The rest means NOTHING

Good shoot'n


----------



## feildfool (Jul 22, 2009)

BigPete said:


> NFAA has not updated their outdoor records since 2006. They had an attachment in the handout in Mechanicsburg with new animal round records, but nothing on field, hunter or aggregate. I talked to a guy who set a new hunter record in Yankton in 2008 who's record was broken in Mechanicsburg.......he was really disappointed that now he will never be officially recognized......maybe not a huge deal to some, but it was his 15 minutes of fame. He said he spoke to the NFAA a couple of different times and kept getting different answers/excuses. Anyone know what the hold up is?


BigPete,
I agree with you, it sure would be nice if the NFAA updated the records. I will likely never set any national records but having records helps people like me to appreciate the truly gifted champions form the past as their scores dwarf my personal best scores.

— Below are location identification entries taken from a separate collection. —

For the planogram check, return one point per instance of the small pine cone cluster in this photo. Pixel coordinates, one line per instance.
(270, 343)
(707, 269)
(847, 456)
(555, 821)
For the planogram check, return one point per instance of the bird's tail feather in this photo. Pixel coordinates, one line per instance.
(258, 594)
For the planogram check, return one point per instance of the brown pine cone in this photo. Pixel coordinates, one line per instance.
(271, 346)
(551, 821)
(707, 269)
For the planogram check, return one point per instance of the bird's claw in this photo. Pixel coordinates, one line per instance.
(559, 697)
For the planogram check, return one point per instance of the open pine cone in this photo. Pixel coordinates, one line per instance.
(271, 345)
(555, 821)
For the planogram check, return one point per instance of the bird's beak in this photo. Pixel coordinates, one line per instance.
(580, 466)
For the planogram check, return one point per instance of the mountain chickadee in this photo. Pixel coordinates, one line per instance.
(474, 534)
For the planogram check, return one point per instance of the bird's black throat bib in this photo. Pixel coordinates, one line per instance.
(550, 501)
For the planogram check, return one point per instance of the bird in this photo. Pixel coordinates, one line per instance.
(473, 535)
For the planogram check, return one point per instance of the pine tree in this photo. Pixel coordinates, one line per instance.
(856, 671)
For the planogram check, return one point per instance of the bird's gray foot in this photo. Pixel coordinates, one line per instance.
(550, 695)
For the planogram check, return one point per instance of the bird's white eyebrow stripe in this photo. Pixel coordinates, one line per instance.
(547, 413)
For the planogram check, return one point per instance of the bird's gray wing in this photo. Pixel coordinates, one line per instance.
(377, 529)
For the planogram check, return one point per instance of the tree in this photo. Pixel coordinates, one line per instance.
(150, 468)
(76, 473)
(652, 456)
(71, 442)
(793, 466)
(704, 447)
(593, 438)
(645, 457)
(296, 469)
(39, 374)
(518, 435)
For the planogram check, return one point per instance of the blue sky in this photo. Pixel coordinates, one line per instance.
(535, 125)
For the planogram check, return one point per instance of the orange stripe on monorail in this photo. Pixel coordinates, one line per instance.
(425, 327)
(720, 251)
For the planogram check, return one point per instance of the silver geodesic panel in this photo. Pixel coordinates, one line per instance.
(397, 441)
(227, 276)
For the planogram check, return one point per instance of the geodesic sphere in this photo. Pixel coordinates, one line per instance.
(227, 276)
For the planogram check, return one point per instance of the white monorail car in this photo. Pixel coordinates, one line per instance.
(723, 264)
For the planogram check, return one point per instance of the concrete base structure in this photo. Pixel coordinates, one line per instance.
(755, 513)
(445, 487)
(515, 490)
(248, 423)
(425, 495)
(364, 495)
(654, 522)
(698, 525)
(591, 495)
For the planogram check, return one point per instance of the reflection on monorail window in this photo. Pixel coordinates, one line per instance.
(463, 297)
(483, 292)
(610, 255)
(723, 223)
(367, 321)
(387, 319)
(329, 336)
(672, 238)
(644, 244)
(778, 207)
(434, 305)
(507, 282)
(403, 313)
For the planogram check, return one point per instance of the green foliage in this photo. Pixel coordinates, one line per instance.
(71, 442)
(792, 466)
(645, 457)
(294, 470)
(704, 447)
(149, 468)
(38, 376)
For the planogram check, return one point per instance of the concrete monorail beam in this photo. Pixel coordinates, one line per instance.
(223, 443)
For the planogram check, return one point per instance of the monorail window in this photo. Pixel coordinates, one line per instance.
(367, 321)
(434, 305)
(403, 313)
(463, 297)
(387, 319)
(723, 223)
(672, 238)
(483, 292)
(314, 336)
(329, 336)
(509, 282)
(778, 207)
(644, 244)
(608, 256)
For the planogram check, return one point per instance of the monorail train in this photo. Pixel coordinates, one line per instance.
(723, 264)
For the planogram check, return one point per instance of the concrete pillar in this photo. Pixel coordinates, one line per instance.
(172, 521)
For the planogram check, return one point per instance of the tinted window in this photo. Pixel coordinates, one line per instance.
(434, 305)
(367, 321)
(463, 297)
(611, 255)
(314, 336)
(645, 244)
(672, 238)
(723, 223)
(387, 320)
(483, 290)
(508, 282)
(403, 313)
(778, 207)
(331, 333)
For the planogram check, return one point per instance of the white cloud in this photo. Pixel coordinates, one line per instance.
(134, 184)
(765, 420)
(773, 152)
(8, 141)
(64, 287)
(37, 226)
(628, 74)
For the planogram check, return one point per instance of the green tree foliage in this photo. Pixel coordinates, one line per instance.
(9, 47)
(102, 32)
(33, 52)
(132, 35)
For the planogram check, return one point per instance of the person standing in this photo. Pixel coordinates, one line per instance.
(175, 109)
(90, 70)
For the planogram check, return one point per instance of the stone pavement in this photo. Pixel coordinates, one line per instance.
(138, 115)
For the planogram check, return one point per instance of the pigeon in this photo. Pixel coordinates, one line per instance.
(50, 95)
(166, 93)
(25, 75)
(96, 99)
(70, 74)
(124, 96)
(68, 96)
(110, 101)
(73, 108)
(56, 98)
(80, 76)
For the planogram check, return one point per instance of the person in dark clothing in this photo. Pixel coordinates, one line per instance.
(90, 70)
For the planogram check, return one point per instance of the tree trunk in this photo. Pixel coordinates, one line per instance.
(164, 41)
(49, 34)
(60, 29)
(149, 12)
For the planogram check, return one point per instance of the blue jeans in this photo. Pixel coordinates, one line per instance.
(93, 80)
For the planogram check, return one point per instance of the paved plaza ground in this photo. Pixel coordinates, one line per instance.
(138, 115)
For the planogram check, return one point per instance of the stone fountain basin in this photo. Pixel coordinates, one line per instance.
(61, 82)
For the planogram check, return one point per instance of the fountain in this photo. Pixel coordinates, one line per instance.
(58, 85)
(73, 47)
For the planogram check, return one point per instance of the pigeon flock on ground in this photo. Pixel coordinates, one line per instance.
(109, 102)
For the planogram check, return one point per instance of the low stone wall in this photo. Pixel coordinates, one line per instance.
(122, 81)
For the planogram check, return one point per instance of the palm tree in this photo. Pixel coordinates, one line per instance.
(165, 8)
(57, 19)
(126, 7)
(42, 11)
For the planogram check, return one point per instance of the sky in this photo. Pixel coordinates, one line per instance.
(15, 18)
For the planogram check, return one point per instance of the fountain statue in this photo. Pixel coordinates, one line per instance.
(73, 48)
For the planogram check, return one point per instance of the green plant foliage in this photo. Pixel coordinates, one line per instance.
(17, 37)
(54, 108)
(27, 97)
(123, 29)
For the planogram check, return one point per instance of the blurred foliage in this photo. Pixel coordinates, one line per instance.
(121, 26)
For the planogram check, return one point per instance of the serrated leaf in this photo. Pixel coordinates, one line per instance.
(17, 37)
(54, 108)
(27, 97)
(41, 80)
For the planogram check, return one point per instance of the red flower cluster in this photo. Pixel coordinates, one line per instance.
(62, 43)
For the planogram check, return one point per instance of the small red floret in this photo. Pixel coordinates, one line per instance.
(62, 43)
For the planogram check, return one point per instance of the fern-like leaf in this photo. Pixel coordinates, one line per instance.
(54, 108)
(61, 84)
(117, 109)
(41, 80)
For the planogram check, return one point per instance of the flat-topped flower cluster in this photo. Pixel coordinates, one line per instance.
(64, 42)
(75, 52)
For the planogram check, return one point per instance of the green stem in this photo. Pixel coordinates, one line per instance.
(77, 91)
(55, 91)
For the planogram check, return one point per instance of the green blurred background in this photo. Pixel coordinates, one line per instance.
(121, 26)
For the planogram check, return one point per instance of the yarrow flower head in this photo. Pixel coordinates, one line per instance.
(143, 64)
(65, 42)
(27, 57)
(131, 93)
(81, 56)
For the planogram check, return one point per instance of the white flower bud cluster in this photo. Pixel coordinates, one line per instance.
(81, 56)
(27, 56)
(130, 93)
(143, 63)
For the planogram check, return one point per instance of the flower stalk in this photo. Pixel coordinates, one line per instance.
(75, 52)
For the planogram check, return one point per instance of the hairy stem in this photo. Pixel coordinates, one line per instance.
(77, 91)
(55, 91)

BTW, I don't remember hearing about any handouts/attachments in Mechanicsburg. Do you have an URL link to it?


----------



## BigPete (Aug 13, 2005)

C Doyle 88 said:


> I quess NFAA figured out that it is pointless to have records when they can't keep a standard of record to measure up to
> 
> Just change the game every couple of years and everyone thinks they are the best of all time
> 
> ...


Hmmm......Jesse B will be disappointed to hear that the 1st perfect field round and a 1-point-shy-of-perfect 3 day aggregate means "nothing".


----------



## C Doyle 88 (Sep 1, 2007)

BigPete said:


> Hmmm......Jesse B will be disappointed to hear that the 1st perfect field round and a 1-point-shy-of-perfect 3 day aggregate means "nothing".


It means something today---!!!!!!!

How about tomorrow when they change the Game again ----AS THEY SEEM TO DO EVERY COUPLE OF YEARS ----

So when all the scores change tomorrow -----none of todays scores mean anything 

Sorry I didn't make myself clear to all that read these posts

But tomorrow the titles and scores will have value at a solid unchanged round like the full FITA that Jesse has shot so well-----at least those scores will stand against all others in the future----as it remains unchanged

Hope it is clear now

Good shoot'n


----------